Broadway’s Very Funny “The Thanksgiving Play” Arrives Possibly Just Past Its Best-By Date
by Admin
Truth be told, I am not an American, but a Canadian living in NYC, brought up on the television and film imagery that surrounds the fable that is ‘American Thanksgiving’. It’s a wildly inaccurate formulation, not based on any real history, as we learn quite inventively in the new Broadway production of The Thanksgiving Play, currently being restaged at Second Stage’s Helen Hayes Theatre. It’s a hilarious hoot of a play, etched in its uber-wokeness and earnestness by a cast of comedic pros setting the table with the goods as deliciously as possible.
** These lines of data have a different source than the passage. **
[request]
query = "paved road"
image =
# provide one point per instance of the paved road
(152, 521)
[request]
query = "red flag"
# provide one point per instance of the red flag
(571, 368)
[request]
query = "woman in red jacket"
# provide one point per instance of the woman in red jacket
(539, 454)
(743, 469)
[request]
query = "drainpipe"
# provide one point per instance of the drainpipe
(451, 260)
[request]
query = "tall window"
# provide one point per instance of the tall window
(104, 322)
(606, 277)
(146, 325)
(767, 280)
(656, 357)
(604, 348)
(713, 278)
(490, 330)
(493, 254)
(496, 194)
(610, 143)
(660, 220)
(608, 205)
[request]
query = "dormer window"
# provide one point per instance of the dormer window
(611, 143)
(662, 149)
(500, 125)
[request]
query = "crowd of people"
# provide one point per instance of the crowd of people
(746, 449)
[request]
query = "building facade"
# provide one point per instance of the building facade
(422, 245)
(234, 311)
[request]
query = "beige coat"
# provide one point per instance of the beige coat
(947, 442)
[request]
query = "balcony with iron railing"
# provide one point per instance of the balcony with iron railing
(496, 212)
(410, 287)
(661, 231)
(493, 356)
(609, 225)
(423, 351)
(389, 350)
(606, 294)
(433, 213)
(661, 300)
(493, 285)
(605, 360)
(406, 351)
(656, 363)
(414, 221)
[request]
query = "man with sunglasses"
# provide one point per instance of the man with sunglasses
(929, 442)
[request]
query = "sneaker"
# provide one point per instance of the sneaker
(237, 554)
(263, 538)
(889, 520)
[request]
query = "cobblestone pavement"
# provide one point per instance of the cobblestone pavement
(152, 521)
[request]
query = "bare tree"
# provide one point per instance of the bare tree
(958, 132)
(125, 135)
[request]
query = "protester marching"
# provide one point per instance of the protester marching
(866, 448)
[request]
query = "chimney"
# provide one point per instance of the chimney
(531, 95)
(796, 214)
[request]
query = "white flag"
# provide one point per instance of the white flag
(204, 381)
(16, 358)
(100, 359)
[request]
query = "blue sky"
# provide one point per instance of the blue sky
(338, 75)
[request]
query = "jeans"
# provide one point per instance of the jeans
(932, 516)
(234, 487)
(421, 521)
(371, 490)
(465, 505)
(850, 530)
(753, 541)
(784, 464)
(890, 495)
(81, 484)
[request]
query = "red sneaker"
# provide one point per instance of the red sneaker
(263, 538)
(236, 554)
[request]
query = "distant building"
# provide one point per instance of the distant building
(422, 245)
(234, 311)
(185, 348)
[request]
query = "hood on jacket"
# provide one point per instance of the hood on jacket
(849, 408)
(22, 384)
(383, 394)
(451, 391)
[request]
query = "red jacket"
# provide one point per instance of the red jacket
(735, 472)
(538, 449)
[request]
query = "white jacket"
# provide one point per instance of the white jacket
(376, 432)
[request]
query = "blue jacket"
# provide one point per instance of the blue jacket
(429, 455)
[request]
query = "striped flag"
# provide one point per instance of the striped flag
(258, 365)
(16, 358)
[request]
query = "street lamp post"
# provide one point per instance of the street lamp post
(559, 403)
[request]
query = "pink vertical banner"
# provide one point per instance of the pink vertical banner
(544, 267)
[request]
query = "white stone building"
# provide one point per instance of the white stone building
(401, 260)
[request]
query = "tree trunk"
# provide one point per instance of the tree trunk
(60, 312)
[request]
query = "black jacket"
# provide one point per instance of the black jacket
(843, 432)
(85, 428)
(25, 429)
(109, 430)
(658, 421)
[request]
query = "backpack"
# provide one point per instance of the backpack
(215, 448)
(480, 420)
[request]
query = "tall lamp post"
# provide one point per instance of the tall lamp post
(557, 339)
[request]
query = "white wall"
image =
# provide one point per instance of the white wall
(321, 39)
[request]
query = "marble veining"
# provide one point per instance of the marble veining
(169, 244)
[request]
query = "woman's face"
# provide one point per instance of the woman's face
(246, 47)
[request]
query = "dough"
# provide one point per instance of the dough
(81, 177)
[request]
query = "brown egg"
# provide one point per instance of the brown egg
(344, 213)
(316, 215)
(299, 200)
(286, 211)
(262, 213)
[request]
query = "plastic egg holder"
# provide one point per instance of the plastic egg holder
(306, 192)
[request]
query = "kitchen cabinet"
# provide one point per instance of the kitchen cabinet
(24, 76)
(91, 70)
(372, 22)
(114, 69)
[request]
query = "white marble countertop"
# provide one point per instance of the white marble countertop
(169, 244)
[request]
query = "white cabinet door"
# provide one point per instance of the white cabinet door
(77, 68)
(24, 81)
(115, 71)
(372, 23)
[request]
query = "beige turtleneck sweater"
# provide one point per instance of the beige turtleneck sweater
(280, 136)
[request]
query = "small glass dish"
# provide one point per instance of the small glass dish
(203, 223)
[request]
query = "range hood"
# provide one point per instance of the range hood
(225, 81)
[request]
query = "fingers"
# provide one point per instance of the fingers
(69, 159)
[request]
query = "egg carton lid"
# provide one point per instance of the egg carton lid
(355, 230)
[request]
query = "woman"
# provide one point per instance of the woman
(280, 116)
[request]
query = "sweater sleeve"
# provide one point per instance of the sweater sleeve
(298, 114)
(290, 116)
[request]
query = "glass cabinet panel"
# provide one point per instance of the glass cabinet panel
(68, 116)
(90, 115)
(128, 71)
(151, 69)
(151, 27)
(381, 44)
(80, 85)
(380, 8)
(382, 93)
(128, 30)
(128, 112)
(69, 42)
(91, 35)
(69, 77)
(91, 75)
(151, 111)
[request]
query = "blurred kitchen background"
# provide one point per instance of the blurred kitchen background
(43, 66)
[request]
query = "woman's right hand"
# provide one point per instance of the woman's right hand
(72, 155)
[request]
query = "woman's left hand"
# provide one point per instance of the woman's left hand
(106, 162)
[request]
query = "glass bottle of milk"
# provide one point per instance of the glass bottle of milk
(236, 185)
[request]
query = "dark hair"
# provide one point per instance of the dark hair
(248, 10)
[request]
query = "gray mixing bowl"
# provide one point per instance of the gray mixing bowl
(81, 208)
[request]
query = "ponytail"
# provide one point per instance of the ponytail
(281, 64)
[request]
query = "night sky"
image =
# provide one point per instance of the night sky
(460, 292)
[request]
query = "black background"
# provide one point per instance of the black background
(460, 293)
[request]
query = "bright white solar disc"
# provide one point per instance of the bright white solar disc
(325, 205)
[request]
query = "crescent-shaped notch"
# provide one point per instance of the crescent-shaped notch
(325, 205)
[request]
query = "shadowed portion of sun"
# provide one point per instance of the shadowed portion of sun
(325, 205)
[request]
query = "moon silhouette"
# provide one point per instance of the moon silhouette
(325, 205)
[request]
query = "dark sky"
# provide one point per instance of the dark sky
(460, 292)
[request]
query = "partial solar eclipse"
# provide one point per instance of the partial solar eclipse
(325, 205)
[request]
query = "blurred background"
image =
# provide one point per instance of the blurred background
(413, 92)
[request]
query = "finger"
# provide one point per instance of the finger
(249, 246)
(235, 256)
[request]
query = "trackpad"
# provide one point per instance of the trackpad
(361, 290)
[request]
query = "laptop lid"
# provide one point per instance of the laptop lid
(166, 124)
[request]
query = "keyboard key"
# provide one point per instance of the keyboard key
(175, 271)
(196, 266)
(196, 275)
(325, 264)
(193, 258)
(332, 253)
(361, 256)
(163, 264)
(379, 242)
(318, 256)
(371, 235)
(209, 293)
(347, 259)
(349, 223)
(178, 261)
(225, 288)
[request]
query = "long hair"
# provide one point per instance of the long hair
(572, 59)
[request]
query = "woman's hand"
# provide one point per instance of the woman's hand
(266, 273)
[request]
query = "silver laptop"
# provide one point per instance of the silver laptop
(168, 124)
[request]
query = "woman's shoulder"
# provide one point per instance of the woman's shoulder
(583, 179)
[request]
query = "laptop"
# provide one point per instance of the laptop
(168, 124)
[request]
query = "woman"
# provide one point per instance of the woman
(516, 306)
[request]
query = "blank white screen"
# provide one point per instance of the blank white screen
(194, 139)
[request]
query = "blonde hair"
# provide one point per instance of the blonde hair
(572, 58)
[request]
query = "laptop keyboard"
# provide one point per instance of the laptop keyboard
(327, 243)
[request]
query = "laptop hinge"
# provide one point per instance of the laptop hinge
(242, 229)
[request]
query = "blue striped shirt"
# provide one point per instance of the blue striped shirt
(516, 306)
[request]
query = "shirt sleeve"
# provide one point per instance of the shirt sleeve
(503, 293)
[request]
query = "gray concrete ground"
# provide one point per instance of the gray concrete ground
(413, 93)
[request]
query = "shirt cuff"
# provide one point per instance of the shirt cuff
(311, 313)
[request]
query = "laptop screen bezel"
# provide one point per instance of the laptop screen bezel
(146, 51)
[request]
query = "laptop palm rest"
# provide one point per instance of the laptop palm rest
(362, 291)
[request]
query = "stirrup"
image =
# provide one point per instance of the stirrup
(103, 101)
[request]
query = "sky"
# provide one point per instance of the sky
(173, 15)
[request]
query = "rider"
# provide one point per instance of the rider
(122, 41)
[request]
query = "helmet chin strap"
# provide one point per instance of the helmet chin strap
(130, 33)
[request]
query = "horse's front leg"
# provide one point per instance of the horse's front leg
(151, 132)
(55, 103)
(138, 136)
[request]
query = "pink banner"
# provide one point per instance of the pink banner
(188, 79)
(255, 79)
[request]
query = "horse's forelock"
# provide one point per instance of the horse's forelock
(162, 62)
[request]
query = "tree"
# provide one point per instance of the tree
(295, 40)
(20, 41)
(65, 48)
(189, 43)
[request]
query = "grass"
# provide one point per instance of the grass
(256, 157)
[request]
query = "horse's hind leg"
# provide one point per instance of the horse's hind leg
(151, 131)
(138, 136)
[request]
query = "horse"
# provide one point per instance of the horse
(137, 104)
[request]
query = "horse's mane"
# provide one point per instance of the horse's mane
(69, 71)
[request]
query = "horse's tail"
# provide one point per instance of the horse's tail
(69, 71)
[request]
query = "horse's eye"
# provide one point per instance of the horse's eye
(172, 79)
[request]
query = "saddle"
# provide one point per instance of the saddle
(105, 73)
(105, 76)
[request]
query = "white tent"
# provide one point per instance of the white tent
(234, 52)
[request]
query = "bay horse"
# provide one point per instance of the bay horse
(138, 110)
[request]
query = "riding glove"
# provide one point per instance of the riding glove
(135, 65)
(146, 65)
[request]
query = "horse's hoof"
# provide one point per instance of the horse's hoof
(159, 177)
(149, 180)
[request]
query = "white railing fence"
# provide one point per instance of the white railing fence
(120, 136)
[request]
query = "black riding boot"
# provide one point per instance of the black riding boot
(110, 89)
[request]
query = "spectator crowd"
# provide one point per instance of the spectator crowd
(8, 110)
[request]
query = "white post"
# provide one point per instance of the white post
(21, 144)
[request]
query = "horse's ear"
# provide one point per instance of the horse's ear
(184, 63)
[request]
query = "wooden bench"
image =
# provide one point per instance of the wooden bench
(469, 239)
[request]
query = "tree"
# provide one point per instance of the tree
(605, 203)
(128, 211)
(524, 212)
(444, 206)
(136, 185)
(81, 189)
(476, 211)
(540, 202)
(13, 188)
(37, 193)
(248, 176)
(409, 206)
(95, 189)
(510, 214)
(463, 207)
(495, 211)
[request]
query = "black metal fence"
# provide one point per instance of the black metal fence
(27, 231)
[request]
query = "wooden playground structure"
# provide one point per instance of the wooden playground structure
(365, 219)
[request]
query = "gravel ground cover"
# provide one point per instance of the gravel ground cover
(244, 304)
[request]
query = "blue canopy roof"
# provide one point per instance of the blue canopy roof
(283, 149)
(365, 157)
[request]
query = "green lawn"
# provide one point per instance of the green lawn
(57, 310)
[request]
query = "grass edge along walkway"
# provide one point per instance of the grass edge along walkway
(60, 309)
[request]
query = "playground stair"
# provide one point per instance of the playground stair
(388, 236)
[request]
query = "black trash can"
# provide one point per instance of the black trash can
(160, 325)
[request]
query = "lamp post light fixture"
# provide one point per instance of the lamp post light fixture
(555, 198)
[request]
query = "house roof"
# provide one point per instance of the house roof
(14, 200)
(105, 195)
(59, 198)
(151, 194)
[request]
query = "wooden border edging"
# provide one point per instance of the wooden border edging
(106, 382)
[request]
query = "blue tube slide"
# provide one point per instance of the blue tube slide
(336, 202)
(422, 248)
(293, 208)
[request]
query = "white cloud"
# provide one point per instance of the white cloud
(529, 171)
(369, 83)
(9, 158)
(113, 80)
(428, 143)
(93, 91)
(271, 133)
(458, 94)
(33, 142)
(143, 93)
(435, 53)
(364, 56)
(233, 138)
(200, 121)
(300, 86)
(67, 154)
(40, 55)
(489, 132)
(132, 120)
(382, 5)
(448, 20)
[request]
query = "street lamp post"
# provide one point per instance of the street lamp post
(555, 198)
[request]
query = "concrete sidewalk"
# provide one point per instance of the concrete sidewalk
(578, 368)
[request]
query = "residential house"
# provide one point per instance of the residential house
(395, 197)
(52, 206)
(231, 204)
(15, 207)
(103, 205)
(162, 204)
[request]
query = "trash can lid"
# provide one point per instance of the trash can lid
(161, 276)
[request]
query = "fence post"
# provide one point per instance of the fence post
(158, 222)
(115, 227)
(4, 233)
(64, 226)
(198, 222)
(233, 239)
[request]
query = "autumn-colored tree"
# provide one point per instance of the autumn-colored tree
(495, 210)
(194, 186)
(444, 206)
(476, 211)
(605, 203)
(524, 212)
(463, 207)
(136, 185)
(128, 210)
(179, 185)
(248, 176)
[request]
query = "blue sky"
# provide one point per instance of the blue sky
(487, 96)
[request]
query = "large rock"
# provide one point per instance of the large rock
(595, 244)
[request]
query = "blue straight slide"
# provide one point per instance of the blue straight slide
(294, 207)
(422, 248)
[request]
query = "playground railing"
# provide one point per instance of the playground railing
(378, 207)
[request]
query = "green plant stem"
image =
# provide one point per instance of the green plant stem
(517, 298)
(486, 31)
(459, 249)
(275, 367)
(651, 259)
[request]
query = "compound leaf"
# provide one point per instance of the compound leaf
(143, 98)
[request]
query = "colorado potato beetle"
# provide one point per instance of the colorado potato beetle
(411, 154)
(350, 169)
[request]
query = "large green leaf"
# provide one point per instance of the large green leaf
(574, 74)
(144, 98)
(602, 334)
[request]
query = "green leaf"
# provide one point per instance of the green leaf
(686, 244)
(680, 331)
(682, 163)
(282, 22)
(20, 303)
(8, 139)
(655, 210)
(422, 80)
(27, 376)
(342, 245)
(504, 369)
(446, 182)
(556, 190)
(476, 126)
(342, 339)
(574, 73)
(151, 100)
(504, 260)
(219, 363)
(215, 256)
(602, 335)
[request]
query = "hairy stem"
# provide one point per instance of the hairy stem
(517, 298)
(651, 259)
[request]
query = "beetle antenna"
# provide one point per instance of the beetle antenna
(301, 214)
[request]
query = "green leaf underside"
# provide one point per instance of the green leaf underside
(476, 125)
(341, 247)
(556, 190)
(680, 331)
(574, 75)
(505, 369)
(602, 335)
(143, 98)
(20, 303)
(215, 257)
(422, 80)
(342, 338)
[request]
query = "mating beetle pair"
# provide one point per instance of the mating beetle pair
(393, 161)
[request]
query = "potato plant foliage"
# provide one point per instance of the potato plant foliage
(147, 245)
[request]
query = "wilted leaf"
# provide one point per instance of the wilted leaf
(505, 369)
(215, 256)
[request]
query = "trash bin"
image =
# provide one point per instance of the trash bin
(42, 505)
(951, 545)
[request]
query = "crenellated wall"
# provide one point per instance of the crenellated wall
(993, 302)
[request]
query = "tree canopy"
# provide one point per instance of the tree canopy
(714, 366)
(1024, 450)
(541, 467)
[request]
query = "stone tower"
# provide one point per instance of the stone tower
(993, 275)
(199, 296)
This is a play that I saw years ago, at Playwrights Horizons back in 2018, but here in its updated remount, the flame is still ignited and the ideas still served up, but somehow, maybe because of the political landscape surrounding the idea of being ‘too woke’ for your own good seems a bit dated and past its prime, even as I laughed all the way back to the dinner table.
Scott Foley and Katie Finneran Photo by Joan Marcus.
The ‘natives gave to me’ videos that are presented before the feast even begins (and throughout this 100 min play) are a welcome addition, pushing forth all the fictionalized and prolific myths associated with this holiday that my mother always refers to as, “just another Thursday in November“. The holiday itself seemed quaint but obsessionally commerce-driven, especially to us socially minded Canadians who already have had our harvest feast back on our Canadian Thanksgiving in October, oddly enough on the same day as American Columbus Day. Ironic. The one good thing for this Canadian boy was that it didn’t feel like the holiday was marinated in a completely false narrative, one that even I knew deep down in his hungry turkey-lovin’ heart had nothing to do with reality. Although that framework in Canada might be getting a bit murkier with every passing year.